#Data Cleaning Tool
This data cleaning tool is built to clean and sort messy data. 
The tool is modular in design, i.e. any or all parts of the tool can be run on your data. It has many different functions focusing of a particular aspect of the data cleaning process. 

The list of things to do for this tool include:

	1) Import a messy CSV as a DataFrame called "DF"
	1a) Create an 'enhanced_info' table - gives a better view of the dataset and it's missingness
    2) Handling columns with mixed data and Data Type Conversion 
	3) Handling Missing Values Let the user decide what they want to do with the missing values 
	4) Normalisation and scaling 
	5) Filtering and Selecting Data 
	6) Dealing with Duplicates 
	7) Handling Outliers 
	8) Data Transformation 
	9) Feature Engineering 
	10) Error Checking and Reporting

Given the modular nature of this tool this jpynb will be divided into one code block per function :)
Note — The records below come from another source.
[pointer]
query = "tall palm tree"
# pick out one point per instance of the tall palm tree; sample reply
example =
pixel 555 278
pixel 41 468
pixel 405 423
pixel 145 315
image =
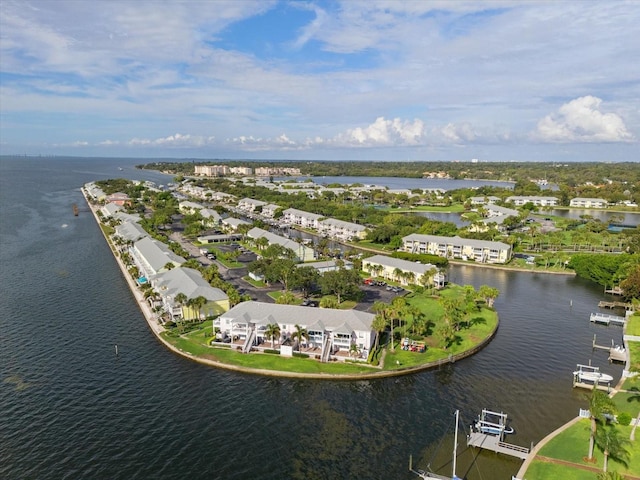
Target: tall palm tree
pixel 181 299
pixel 272 331
pixel 299 334
pixel 378 324
pixel 612 445
pixel 599 404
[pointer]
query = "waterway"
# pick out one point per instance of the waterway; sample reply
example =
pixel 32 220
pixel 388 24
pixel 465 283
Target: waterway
pixel 444 184
pixel 71 408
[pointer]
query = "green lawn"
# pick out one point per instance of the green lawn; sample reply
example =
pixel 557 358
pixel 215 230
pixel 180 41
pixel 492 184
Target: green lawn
pixel 633 325
pixel 482 324
pixel 196 343
pixel 572 446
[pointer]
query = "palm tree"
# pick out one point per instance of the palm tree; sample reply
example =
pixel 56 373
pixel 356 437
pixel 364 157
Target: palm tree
pixel 599 405
pixel 612 445
pixel 397 274
pixel 609 476
pixel 378 324
pixel 299 334
pixel 272 331
pixel 181 299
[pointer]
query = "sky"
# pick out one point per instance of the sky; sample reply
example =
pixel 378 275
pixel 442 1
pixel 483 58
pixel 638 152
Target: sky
pixel 425 80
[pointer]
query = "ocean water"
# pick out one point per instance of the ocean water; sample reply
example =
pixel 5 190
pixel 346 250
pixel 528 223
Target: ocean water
pixel 71 409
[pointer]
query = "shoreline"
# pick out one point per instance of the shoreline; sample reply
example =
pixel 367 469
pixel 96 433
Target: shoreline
pixel 158 329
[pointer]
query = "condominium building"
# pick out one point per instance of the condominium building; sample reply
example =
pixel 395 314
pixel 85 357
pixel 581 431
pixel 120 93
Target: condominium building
pixel 458 248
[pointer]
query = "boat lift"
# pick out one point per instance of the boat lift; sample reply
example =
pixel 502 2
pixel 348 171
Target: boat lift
pixel 488 432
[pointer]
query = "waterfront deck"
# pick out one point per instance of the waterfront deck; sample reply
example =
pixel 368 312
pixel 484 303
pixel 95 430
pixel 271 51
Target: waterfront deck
pixel 606 319
pixel 495 444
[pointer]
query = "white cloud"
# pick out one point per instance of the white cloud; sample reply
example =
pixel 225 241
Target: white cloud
pixel 581 120
pixel 176 140
pixel 383 132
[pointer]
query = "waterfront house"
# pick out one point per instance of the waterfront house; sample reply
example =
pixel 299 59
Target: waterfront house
pixel 152 257
pixel 582 202
pixel 482 251
pixel 188 207
pixel 293 216
pixel 486 200
pixel 110 209
pixel 130 232
pixel 232 224
pixel 94 192
pixel 328 265
pixel 520 200
pixel 188 281
pixel 250 205
pixel 270 210
pixel 210 218
pixel 341 230
pixel 328 329
pixel 403 271
pixel 119 198
pixel 302 252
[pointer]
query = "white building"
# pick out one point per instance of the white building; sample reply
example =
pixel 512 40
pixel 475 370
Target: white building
pixel 519 200
pixel 301 218
pixel 302 252
pixel 341 230
pixel 458 248
pixel 588 202
pixel 403 271
pixel 328 329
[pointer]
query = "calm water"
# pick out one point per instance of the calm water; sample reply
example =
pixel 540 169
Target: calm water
pixel 400 182
pixel 72 409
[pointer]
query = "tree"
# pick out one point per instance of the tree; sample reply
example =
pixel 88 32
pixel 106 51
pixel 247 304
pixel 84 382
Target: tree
pixel 489 294
pixel 287 298
pixel 599 405
pixel 631 285
pixel 612 445
pixel 272 332
pixel 300 334
pixel 305 279
pixel 378 324
pixel 340 283
pixel 181 299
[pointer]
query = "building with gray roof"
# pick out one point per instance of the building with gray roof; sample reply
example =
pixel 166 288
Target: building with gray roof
pixel 188 281
pixel 152 256
pixel 482 251
pixel 328 329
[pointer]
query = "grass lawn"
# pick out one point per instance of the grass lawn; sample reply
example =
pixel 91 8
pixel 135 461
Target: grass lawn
pixel 255 283
pixel 196 343
pixel 481 324
pixel 633 325
pixel 572 446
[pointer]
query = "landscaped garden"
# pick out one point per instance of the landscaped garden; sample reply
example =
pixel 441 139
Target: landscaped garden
pixel 448 325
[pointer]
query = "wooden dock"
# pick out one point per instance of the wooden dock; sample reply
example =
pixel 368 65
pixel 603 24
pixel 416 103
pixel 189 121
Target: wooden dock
pixel 603 304
pixel 606 319
pixel 493 443
pixel 617 353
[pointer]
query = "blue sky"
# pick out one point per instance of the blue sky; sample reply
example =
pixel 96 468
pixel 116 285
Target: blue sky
pixel 354 80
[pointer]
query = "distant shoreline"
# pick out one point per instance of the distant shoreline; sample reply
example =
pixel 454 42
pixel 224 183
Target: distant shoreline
pixel 158 329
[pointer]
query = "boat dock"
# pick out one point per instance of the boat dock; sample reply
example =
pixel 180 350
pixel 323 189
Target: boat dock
pixel 606 319
pixel 617 353
pixel 603 304
pixel 493 443
pixel 488 433
pixel 590 378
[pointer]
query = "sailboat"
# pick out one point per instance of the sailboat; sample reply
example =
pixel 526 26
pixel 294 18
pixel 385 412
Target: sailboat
pixel 425 475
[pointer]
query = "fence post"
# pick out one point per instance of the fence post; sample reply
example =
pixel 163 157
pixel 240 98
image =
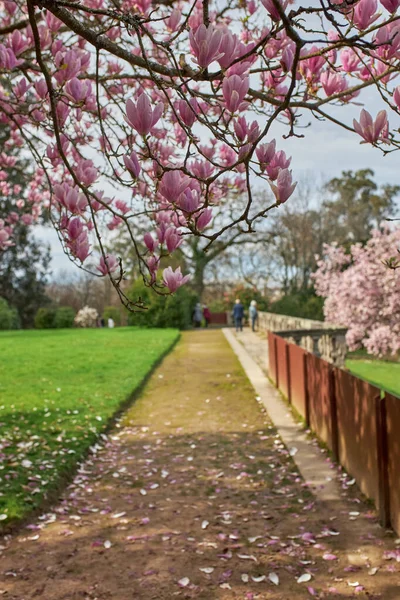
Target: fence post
pixel 333 415
pixel 306 392
pixel 288 373
pixel 383 471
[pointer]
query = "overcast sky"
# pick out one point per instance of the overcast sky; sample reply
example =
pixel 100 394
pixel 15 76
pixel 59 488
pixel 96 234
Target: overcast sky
pixel 326 150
## Import Modules & CSV to be Cleaned

In [1]:
#Import modules
import pandas as pd
import numpy as np

#Import the CSV as a dataframe, called 'DF'
DF = pd.read_csv('E:\\Ben\\Data Sets\\2016_Olympics1.csv')

## Create an 'enhanced information table'

In [2]:
## Create and print function 'enhanced_info'
# Create and print an enhanced information table for our dataframe, called 'enhanced_info'
# First, we print the length of the DataFrame to provide a basic overview.
print(f"RangeIndex: {DF.shape[0]} entries, 0 to {DF.shape[0] - 1}")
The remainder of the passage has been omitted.